Students will use RAFT as a tool to determine how to write an informational essay. They will also design a graphic organizer for the assignment as well as compose a rough draft.

Teacher planning

Time required for lesson

Two class periods of 55 minutes or more

Materials/resources

  • Task cards for the five learning stations and five computers at stations
  • Notebook paper for graphic organizers and RAFT
  • Notebook paper for rough draft of essay

Technology resources

Access to the LEARN NC and NCDPI English I: Writing Exemplars. This lesson will make use of the high performance informational sample.

Pre-activities

Students should have completed Identifying RAFT Elements in Writing Prompts and Assignments and know the components of RAFT and how to apply this strategy to a prompt or writing assignment.

Activities

The teacher will divide the class into two groups for the lesson. Fifteen students will engage in activities at the five computer stations (in groups of three; adjust according to your numbers). The remaining fifteen students will design a graphic organizer and a rough draft using the good parent prompt or another informational prompt you have designed or chosen. On the following day, students who wrote a rough draft will work on the computer stations and vice versa.

Computer Stations

Send groups of 3 to the 5 stations. They will rotate every 10 minutes, using the following chart. If you cannot spare fifty-five minutes, this activity could span two days.

Computer Stations 1st 10 min. 2nd 10 min. 3rd 10 min. 4th 10 min. 5th 10 min.
Focus Group A Group B Group C Group D Group E
Elaboration Group B Group C Group D Group E Group A
Support/Elaboration Group C Group D Group E Group A Group B
Style Group D Group E Group A Group B Group C
Conventions Group E Group A Group B Group C Group D

Task Cards for the Five Stations

Station 1: Focus

  1. What is the central idea of this paper? How could the writer have written this idea in one sentence in the introductory paragraph?
  2. What anecdotes does the writer use to focus on the main idea?
  3. Find the clincher statements. How did they add to the focus of this paper?

Station 2: Organization

  1. How does the writer show progression and unity?
  2. Note that the teachers who annotated this paper said that paragraph 3 is weak. If this were your paper, would you leave out paragraph 3 to make the paper stronger, or would you revise the paragraph. Why?
  3. In paragraph 2, note the comment that shows when you put your cursor on “For example.” What is transition? How does a writer achieve it?
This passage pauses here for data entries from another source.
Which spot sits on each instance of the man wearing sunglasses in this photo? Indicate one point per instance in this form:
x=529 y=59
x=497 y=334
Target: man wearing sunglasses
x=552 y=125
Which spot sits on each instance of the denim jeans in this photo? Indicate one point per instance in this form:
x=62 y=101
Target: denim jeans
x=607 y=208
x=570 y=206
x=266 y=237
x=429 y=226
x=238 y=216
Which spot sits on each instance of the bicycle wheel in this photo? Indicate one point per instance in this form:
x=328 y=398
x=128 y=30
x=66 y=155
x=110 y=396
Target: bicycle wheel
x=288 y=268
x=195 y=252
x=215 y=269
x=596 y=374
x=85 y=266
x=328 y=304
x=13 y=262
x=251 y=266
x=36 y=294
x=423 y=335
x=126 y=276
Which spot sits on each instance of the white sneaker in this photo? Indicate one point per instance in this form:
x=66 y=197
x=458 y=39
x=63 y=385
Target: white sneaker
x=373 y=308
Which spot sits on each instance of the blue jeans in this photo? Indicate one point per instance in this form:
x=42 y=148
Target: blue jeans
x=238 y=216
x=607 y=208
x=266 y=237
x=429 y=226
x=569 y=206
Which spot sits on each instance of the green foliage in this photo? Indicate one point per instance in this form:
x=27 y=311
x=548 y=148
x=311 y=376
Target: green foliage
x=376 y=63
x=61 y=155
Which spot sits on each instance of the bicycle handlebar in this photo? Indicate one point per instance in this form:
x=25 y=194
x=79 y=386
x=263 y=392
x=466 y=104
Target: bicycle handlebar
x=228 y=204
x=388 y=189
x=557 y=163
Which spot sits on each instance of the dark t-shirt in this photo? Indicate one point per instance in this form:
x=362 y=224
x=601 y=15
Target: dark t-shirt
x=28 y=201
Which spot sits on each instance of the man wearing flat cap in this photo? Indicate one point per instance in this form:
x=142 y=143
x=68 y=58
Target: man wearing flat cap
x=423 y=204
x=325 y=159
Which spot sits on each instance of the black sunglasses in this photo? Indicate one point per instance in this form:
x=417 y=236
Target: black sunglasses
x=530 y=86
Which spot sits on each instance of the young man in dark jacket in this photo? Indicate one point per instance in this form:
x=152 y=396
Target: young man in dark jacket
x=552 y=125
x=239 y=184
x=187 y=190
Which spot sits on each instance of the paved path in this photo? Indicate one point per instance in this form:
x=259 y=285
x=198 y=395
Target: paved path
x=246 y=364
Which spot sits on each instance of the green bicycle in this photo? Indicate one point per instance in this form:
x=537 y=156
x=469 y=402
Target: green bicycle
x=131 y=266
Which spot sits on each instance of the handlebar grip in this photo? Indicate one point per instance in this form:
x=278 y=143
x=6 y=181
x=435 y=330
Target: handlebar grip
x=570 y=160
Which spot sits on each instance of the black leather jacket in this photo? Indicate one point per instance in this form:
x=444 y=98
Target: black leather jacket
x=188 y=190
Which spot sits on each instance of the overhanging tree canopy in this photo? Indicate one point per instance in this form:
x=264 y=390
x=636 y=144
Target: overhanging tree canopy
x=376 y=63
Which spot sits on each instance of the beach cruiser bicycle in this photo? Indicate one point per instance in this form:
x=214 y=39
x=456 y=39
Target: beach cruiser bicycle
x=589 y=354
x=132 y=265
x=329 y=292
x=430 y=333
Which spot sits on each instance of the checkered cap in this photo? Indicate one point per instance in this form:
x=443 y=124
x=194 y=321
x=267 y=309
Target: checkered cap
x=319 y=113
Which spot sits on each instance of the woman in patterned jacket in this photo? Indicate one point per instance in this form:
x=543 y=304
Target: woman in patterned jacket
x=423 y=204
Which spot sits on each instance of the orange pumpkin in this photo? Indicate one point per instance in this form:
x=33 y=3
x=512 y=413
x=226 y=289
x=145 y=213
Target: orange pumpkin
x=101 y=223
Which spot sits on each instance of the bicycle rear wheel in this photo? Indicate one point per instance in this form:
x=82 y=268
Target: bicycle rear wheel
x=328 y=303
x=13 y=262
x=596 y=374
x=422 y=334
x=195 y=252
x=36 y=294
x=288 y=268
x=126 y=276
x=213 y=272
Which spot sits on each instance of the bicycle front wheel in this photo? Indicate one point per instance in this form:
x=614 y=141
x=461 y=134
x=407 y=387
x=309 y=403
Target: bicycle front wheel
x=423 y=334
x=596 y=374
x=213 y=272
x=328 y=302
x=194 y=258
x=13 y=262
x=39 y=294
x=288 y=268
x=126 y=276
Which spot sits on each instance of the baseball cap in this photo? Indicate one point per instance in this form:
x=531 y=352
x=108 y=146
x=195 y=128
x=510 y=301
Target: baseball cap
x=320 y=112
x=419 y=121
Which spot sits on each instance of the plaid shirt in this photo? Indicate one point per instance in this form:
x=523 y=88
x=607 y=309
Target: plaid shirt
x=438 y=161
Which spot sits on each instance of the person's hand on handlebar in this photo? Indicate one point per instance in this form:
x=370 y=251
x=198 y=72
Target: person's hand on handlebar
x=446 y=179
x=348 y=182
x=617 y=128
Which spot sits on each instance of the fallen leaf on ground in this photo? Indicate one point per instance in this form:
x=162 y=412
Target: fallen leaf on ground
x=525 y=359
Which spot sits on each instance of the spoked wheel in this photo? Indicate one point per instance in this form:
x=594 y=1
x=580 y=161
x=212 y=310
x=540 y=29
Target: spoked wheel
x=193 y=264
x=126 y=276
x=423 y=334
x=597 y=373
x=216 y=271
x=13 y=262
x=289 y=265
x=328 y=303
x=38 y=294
Station 3: Support and Elaboration

  1. Place your cursor on “For example” in Paragraph 2. Note the comment about the anecdote the writer chose.
  2. In paragraph 3, place your cursor on “I remember.” Notice the comment. How has the writer proved to the reader that spending time with children is a sign of good parenting?
  3. Put your cursor on “As an athlete” in paragraph 4. Note the comment. In your group, write a new paragraph that gives specific details and thoughtful elaboration like those found in paragraphs 2 and 3.

Station 4: Style

  1. Place your cursor on “What makes” in paragraph 1. What is a rhetorical question? What makes it effective in this introductory paragraph?
  2. Place your cursor on “so bad I could taste it.” What is a cliché? What other words could the writer have used here to improve the style?
  3. Put your cursor on the 2 of paragraph 2. Point out the simple, compound and complex sentences in this paragraph.

Station 5: Conventions

  1. Put your cursor on “their” in paragraph 1. Correct the pronoun agreement error.
  2. Put your cursor on “them” in paragraph 3. Correct the pronoun agreement error.
  3. Put your cursor on “childhood they” if paragraph 5. Why is a comma needed after childhood?

Graphic Organizer- Rough Draft Group Directions

  • Show the English I Informational Writing prompt or the one you designed or chose for this exercise.
  • The students are to write an essay in which they define a good parent. This essay will be included in an anthology for parents. This anthology will offer a variety of adolescent perspectives on what makes a good parent. At this point, if you wish your students to use examples from literature as well as life, go over the literary pieces that could be used.
  • Have students work in groups of three to design a graphic organizer defining a good parent (or using the prompt you designed or chose. You can go to a graphic organizer website, or you can suggest that they use a rectangle for the introductory paragraph, circles for the body paragraphs they decide to use, and an oval for the conclusion. Next have the students fill in the graphic organizer with relevant details. Have groups share their graphic organizers. (This activity can be done at their seats, but if you have a computer lab, it can be done at the computer.)
  • Finally, students should use their graphic organizers to write the first draft of their papers.

Assessment

Teacher will check answers to the task cards in the centers. Teacher will conference with students about their graphic organizers and rough drafts.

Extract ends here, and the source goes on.